News That Didn’t Make the Headlines: The Minnesota Miracle
In 2022, the post-Dobbs turnout surge gave Democrats control (without a vote to spare) of the governments of Minnesota and Michigan for the first time in decades. Control of Minnesota’s state senate was decided by just 186 votes in district 35, giving the Democratic-Farmer-Labor Party 34 votes to Republicans’ 33.
This margin paved the way for Gov. Walz to sign a flurry of progressive legislation. Here’s a taste:
- Paid sick leave
- A state-level child tax credit and earned income tax credit
- Gun control
- Free universal, paperwork-free school breakfasts and lunches, saving parents time and improving school performance
- Massive investments in housing and infrastructure
- State-run family and medical leave
- Reproductive rights, LGBTQ+ rights, trans healthcare refuge
- Free college for families making under $80,000 per year
- Expanding Medicaid coverage to all who want it (i.e., instituting a public option) and opening up traditional Medicaid to all regardless of immigration status
- Drivers licenses open to all, regardless of immigration status
- Voting rights restoration for returning citizens, automatic voter registration, expanded absentee and early voting, new protections for voters and election workers
- Bans on no-knock warrants and chokeholds
- Sectoral bargaining for home care workers
- A faster timeline for decarbonizing the grid than California’s
- A nation-leading plan for decarbonizing transportation (including adopting California’s clean passenger vehicle standard, expanding passenger between the Twin Cities and Duluth and Chicago, and regional planning that targets infill density and reductions in vehicle miles traveled)

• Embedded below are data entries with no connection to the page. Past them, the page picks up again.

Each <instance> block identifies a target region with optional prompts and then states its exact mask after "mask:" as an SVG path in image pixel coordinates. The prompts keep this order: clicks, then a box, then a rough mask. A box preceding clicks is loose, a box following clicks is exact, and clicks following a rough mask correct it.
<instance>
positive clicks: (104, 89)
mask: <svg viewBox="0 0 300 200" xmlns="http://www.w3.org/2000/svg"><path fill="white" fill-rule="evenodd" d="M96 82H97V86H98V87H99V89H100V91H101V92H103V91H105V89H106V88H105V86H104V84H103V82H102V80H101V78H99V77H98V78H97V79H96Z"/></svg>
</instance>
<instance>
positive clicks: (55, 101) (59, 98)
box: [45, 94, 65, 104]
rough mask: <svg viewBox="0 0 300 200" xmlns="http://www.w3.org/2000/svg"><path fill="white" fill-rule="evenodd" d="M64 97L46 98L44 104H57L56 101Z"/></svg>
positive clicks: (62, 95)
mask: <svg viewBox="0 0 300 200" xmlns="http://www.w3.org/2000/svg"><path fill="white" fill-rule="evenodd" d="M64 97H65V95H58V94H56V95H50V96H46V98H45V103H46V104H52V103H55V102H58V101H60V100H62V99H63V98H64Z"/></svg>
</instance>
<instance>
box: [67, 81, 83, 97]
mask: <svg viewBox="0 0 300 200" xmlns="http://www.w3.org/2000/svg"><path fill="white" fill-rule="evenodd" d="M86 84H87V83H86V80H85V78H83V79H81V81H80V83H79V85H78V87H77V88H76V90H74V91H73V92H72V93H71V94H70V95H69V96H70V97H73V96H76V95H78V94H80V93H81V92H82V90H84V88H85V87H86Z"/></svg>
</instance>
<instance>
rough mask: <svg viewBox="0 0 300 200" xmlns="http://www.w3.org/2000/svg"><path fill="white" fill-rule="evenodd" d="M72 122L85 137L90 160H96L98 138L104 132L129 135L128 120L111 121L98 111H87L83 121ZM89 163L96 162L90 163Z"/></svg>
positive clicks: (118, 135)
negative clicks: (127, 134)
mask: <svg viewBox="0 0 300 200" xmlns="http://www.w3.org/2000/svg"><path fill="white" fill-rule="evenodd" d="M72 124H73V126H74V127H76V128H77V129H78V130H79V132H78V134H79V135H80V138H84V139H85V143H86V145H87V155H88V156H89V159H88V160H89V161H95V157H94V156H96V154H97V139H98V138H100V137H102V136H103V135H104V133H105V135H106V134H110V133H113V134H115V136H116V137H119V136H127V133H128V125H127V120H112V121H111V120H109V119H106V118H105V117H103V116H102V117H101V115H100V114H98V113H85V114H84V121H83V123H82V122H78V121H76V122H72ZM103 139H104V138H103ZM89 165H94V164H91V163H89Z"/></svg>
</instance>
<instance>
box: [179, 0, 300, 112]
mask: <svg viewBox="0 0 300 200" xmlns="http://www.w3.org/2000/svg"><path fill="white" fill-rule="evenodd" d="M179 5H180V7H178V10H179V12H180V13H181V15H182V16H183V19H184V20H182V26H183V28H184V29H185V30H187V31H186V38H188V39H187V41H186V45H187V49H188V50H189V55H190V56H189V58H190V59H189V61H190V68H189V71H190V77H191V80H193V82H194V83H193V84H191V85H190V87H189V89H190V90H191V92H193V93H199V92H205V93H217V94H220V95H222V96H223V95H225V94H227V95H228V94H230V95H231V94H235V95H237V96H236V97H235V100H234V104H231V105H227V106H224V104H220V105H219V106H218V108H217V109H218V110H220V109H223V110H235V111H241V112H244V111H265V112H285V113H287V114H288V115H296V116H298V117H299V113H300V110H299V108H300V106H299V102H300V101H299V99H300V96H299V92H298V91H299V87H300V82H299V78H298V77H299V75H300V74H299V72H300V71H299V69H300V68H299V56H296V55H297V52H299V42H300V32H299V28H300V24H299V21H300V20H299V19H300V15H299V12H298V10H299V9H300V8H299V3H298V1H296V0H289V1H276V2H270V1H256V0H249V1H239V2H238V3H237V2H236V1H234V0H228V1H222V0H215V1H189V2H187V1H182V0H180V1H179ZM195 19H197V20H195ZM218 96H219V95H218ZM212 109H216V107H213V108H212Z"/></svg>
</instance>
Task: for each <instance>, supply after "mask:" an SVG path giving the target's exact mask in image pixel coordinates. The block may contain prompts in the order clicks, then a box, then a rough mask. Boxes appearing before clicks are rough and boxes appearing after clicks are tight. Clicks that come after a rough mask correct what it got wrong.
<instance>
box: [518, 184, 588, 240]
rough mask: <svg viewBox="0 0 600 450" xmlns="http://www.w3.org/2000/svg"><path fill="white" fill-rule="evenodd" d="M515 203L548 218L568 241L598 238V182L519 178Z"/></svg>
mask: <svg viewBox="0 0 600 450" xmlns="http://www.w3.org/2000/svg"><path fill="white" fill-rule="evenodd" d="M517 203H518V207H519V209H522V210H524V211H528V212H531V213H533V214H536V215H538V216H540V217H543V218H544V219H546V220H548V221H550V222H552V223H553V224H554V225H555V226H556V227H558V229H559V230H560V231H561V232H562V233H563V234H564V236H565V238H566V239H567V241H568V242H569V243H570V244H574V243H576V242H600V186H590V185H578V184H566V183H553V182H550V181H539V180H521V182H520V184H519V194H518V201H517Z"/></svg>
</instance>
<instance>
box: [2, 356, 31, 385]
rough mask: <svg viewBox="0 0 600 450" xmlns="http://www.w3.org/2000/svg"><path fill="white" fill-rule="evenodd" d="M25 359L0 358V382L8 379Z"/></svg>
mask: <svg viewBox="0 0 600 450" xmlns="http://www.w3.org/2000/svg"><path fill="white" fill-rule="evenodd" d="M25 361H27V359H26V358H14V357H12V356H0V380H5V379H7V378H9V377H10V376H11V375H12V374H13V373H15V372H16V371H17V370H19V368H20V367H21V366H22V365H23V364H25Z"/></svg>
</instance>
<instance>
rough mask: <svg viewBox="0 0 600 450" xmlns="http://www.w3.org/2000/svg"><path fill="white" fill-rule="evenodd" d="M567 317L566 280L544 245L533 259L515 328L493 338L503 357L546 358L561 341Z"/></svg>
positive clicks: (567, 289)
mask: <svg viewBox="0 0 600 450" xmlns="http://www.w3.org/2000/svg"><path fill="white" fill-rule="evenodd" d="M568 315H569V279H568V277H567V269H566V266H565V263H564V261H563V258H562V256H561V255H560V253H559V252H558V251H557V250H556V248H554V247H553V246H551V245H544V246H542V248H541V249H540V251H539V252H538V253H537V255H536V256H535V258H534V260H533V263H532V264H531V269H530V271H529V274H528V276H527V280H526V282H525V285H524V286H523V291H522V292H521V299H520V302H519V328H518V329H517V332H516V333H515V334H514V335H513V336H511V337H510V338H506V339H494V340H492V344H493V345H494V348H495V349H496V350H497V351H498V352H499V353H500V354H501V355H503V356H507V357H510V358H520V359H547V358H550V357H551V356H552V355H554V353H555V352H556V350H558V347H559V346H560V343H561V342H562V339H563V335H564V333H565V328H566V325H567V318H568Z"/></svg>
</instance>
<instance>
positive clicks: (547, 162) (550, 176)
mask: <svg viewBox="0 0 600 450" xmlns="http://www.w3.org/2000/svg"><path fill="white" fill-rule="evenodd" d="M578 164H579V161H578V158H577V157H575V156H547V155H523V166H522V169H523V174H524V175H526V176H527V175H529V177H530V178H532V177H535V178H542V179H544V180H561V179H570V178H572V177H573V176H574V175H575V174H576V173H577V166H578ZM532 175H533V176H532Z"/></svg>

These wins were made possible thanks to the attitude of Walz: political capital is to be spent not banked. And, as Lt. Gov. Peggy Flanagan explains, the close ties between the Minnesota Democratic-Farmer-Labor Party and the broad progressive coalition of labor and social movements. Flanagan spent decades building this infrastructure, as Walz’s Camp Wellstone trainer, a Native organizer, and a child care advocate. When Walz is elected Vice President, she will become the future first Native woman to serve as governor of a state.